Haider, N, Dutkiewicz, E, Nguyen, DN, Mueck, M & Srikanteswarae, S 2017, 'The Impact on Full Duplex D2D Communication of Different LTE Transmission Techniques', 2017 IEEE 85th Vehicular Technology Conference (VTC Spring), IEEE Vehicular Technology Conference, IEEE, Sydney, Australia, pp. 1-5.View/Download from: UTS OPUS or Publisher's site
To augment capacity of spectrum limited cellular systems, 3GPP proposed Licensed Assisted Access (LAA-LTE) while efforts are underway to standardize the standalone MulteFire (a small cell standalone version of LTE). LAA is expected to boost capacity of LTE via unlicensed spectrum (5GHz). On the other hand, recent advances in Self Interference Suppression (SIS) techniques allow radios to transmit and receive simultaneously on the same channel (i.e., in-band Full-Duplex, FD). As part of future wireless networks, Device-to-device (D2D) communications would find its great potential through this FD capability. However, due to high induced aggregate interference from FD and its impact on medium access probability, the rigorous and critical analysis is needed to find an optimum trade-off between performance efficiency and overheads. Using stochastic geometry and the random graph theory, in this article, we analyze the impact of different LTE network paradigms with HD/FD D2D devices.
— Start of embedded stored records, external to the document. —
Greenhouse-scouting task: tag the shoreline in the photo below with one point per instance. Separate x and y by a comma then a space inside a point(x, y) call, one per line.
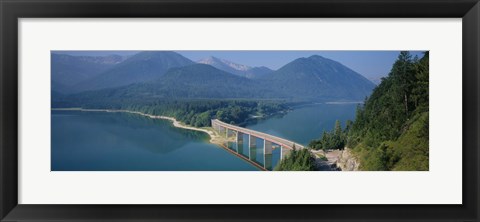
point(214, 137)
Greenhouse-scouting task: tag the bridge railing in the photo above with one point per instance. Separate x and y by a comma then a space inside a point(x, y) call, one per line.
point(261, 135)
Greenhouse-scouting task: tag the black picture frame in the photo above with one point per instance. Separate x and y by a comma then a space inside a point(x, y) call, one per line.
point(12, 10)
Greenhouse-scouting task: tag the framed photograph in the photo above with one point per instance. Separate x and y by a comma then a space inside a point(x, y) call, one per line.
point(229, 110)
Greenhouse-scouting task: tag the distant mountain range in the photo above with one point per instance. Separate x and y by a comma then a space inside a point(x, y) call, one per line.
point(68, 71)
point(316, 77)
point(168, 75)
point(141, 67)
point(237, 69)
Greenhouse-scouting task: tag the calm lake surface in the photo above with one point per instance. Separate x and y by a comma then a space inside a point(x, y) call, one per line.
point(100, 141)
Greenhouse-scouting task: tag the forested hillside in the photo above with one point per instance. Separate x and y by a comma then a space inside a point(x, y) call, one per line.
point(390, 131)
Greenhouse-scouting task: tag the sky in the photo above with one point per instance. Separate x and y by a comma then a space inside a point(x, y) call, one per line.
point(371, 64)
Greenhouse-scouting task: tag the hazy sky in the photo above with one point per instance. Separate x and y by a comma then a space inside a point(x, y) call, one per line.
point(370, 64)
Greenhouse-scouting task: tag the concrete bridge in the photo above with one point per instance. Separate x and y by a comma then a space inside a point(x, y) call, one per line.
point(270, 143)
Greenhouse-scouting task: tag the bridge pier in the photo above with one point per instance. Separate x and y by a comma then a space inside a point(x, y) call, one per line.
point(240, 142)
point(252, 143)
point(267, 154)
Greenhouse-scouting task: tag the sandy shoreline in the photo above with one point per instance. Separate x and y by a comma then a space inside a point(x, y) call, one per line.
point(215, 138)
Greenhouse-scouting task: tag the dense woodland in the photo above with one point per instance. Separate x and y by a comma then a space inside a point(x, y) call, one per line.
point(390, 131)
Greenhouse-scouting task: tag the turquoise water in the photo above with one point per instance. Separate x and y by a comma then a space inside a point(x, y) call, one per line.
point(306, 123)
point(100, 141)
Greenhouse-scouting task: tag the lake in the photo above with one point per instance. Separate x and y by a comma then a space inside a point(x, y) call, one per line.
point(101, 141)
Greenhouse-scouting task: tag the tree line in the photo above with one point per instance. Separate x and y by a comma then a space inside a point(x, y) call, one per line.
point(390, 131)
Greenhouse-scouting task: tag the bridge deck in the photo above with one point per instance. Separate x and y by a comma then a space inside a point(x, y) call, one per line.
point(265, 136)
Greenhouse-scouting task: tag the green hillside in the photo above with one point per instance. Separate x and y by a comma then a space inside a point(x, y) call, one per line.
point(390, 131)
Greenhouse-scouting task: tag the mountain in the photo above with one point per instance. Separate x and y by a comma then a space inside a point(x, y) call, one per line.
point(317, 79)
point(234, 68)
point(67, 70)
point(141, 67)
point(193, 81)
point(376, 79)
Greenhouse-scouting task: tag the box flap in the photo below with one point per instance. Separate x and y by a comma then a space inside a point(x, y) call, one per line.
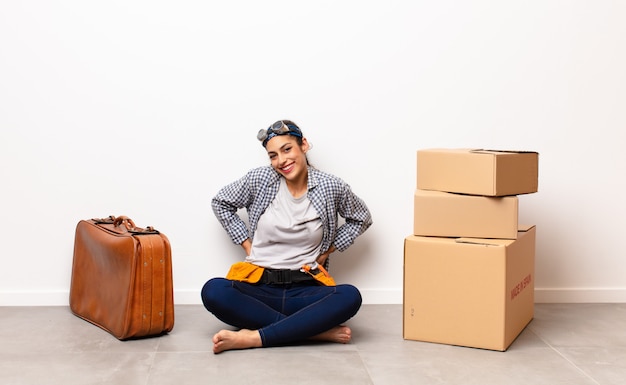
point(485, 242)
point(485, 151)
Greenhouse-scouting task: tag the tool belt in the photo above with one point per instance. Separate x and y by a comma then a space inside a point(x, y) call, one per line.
point(248, 272)
point(284, 277)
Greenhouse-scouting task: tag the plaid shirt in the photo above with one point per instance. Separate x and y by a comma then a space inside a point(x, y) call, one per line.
point(329, 195)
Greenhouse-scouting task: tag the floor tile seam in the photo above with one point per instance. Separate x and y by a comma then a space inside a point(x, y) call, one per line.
point(572, 363)
point(152, 360)
point(365, 366)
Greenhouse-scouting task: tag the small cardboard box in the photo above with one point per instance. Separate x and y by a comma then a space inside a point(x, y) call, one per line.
point(468, 292)
point(478, 172)
point(442, 214)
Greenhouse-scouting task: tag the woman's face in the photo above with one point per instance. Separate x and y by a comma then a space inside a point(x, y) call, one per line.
point(288, 157)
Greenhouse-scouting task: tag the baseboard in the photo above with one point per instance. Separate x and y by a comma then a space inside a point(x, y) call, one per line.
point(370, 297)
point(600, 295)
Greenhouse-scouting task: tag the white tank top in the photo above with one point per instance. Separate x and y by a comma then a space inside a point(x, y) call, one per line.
point(289, 233)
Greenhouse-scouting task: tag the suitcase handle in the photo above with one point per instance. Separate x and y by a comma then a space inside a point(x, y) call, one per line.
point(122, 219)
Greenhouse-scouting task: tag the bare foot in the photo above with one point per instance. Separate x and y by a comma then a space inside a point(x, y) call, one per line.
point(340, 334)
point(230, 340)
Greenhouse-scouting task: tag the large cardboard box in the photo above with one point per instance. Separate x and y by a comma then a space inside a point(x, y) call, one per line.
point(442, 214)
point(478, 172)
point(468, 292)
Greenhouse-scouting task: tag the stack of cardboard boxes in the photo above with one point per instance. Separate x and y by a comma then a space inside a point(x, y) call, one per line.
point(469, 266)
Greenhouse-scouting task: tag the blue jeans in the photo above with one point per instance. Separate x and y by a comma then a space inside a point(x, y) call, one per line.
point(282, 314)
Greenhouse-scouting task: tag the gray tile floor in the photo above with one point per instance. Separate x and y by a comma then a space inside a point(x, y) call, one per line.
point(565, 344)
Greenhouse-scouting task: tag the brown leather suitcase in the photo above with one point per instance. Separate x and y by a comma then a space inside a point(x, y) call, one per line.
point(122, 278)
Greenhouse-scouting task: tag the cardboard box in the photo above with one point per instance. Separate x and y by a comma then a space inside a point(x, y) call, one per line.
point(478, 172)
point(442, 214)
point(468, 292)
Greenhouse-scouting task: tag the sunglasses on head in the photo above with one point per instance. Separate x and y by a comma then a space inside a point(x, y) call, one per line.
point(279, 128)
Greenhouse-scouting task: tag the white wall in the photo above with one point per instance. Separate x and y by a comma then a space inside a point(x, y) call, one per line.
point(146, 108)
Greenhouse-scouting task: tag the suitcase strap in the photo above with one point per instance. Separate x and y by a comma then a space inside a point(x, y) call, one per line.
point(153, 277)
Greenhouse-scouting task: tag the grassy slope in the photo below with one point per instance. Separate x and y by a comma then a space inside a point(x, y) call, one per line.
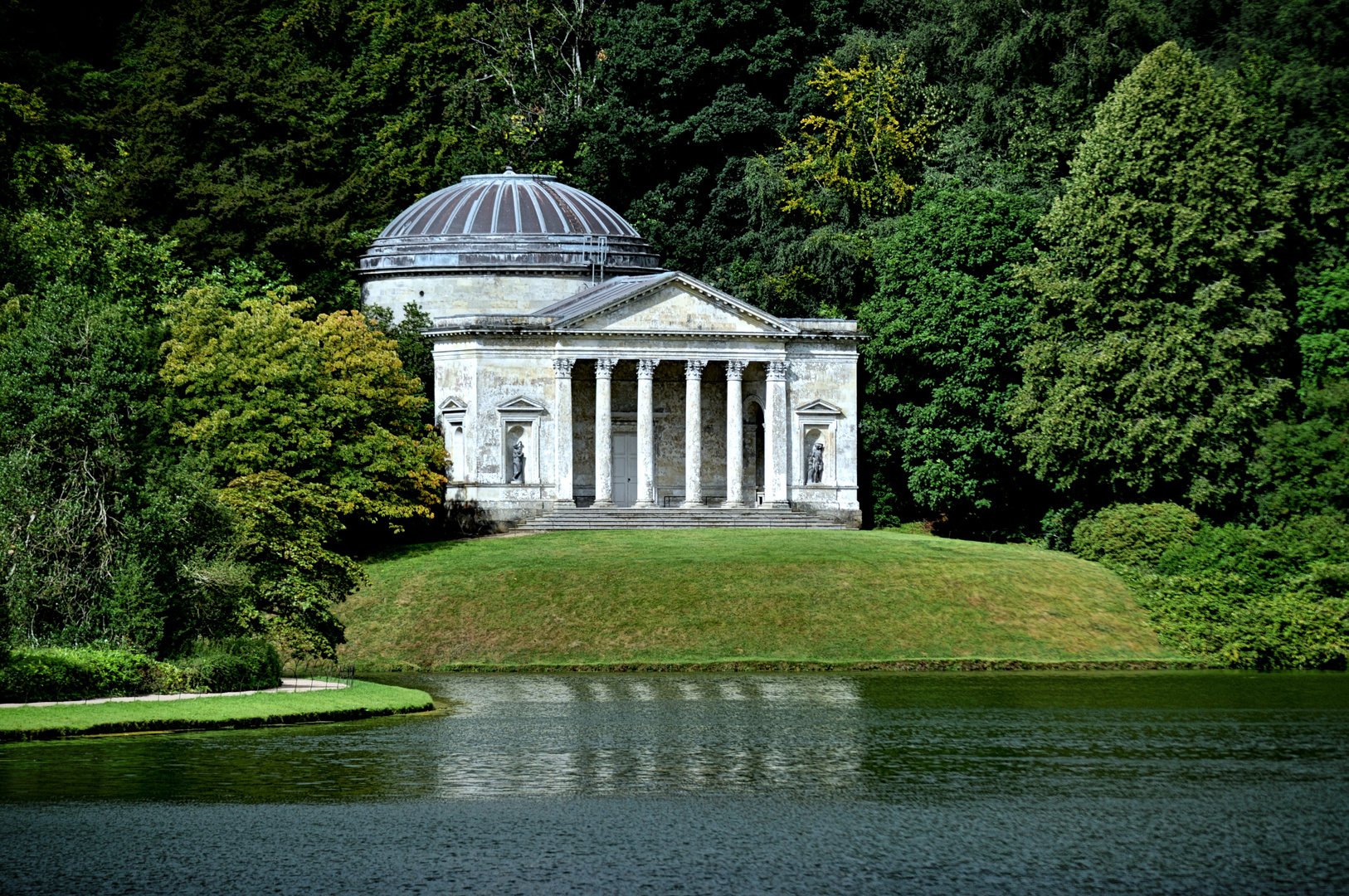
point(362, 699)
point(753, 594)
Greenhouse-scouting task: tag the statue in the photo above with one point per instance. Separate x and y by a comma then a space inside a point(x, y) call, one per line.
point(517, 467)
point(816, 469)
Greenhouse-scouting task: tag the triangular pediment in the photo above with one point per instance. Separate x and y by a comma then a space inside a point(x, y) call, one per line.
point(670, 303)
point(521, 405)
point(819, 407)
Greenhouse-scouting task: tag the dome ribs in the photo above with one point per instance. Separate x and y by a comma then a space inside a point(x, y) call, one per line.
point(526, 223)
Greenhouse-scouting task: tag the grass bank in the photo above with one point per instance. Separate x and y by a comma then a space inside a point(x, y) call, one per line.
point(749, 598)
point(362, 699)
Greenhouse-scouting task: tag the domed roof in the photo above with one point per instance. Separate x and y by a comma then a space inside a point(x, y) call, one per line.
point(498, 223)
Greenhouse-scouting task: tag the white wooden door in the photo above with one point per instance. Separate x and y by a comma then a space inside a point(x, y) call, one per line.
point(625, 470)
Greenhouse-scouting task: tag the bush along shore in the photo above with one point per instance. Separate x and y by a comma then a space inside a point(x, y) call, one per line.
point(359, 700)
point(1233, 596)
point(82, 674)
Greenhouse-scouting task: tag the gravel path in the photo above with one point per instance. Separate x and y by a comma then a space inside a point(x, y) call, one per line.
point(288, 686)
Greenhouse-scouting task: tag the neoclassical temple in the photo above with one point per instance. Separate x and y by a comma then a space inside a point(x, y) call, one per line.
point(572, 372)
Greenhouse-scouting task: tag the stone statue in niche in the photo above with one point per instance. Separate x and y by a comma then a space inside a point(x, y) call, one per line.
point(517, 462)
point(816, 467)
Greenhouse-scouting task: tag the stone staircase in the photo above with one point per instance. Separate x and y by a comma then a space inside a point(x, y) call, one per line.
point(674, 519)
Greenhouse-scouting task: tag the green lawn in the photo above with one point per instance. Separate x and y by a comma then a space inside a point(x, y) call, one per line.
point(359, 700)
point(710, 596)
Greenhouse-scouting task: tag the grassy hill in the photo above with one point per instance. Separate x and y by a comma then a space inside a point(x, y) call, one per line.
point(709, 596)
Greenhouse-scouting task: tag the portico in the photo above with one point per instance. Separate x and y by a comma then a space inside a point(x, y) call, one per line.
point(638, 415)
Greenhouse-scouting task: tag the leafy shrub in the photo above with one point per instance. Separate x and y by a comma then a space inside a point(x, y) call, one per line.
point(58, 674)
point(1267, 560)
point(82, 674)
point(235, 665)
point(1135, 534)
point(1217, 616)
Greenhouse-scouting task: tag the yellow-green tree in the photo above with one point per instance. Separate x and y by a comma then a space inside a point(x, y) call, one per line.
point(310, 421)
point(860, 154)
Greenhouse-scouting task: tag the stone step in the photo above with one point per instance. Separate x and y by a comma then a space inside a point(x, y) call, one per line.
point(674, 519)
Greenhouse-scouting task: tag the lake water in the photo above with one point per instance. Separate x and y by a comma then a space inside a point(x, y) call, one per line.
point(945, 783)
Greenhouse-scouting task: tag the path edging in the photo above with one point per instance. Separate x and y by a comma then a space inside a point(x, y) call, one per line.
point(791, 665)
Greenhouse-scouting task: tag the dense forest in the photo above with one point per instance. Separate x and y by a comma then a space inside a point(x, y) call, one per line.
point(1100, 247)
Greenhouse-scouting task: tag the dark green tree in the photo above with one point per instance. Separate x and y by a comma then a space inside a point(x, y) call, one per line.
point(111, 532)
point(1303, 465)
point(1155, 353)
point(1323, 318)
point(947, 324)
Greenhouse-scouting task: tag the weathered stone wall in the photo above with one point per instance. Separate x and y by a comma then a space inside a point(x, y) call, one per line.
point(487, 374)
point(446, 296)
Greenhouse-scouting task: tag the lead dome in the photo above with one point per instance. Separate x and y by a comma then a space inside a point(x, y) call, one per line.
point(499, 243)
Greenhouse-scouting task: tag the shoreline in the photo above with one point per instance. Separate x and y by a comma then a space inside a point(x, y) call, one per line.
point(360, 700)
point(797, 665)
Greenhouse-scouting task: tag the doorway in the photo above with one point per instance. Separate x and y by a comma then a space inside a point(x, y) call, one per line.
point(625, 470)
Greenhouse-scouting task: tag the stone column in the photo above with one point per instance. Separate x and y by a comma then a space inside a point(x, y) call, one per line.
point(603, 432)
point(645, 436)
point(775, 436)
point(562, 446)
point(734, 436)
point(694, 433)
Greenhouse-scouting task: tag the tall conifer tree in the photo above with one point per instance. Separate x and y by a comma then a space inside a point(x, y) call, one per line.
point(1155, 344)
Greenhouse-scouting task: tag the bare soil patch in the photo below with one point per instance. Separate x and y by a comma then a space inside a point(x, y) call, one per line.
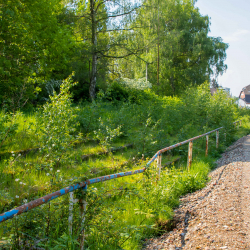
point(218, 216)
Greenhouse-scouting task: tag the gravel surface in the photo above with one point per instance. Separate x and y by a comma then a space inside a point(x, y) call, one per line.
point(218, 216)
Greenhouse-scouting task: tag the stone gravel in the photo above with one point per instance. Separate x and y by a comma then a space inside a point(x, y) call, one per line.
point(218, 216)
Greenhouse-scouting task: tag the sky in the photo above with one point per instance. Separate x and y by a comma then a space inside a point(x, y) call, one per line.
point(230, 20)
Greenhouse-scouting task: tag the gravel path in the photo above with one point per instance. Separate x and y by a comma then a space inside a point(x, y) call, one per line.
point(218, 216)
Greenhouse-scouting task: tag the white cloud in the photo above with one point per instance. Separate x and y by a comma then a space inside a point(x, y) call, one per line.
point(236, 36)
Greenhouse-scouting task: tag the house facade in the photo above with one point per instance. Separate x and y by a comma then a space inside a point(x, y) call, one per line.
point(244, 97)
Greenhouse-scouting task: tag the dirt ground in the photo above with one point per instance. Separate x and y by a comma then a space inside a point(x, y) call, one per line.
point(218, 216)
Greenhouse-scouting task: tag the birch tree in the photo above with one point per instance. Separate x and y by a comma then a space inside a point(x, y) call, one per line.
point(102, 24)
Moreover, the impact of state- of-the-art coexistence techniques (discontinuous transmission and listen-before-talk) recommended for LTE in unlicensed spectrum over HD/FD D2D network is also discussed. The analysis is supported with extensive simulation results that reveal insights of the coexistence mechanism efficiency employed by LTE, the impact of SIS and the cost of FD operation in D2D.